Talking to The Daily Star yesterday, he said the river commission report has not been prepared following due procedures. "If this land is part of the river, the authorities can take it back but there has to be a proper survey for this."
He again claimed that he had bought this land from original owners.
Asked about apparent discrepancy over the declared land in the two wealth statements, he said, "I cleared it all in 2014 by submitting necessary papers to the Anti-Corruption Commission."
Earlier on March 12 this year, asked about these allegations, Aslamul Haque denied any wrongdoing and claimed the land was not part of the river and it was recorded as "null" [non-arable] in the RS survey record conducted between 1956 and 1962.
He claimed the BIWTA authorities gave him clearance twice -- in 2011 and 2015 -- "but they are now raising their objections".
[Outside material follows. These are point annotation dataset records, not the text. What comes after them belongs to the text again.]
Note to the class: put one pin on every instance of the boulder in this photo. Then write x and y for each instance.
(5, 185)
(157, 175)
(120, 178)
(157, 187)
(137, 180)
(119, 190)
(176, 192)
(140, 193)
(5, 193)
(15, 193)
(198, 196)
However, the then BIWTA joint director AKM Arif Uddin, who has been recently transferred, said they only gave him the permission to use a floating jetty.
A 2009 landmark High Court judgment detailed measures to recover ailing rivers from land grabbers and save them from pollution.
Yet influential people grabbed river foreshores as government officials did not perform their duty properly, said Sharif Jamil, general secretary of Bangladesh Paribesh Andolon (Bapa) and country representative of International Riverkeeper.
Though the HC announced these rivers to be living entities entitled to all the legal rights and directed the government to protect them, the authorities have so far failed to implement the court directives, he added.
"We demand proper demarcation of rivers."
Syeda Rizwana Hasan, chief executive of Bangladesh Environment Lawyers Association, said the impact of the High Court judgement will only be felt when the NRCC coordinates and monitors the actions of other agencies involved.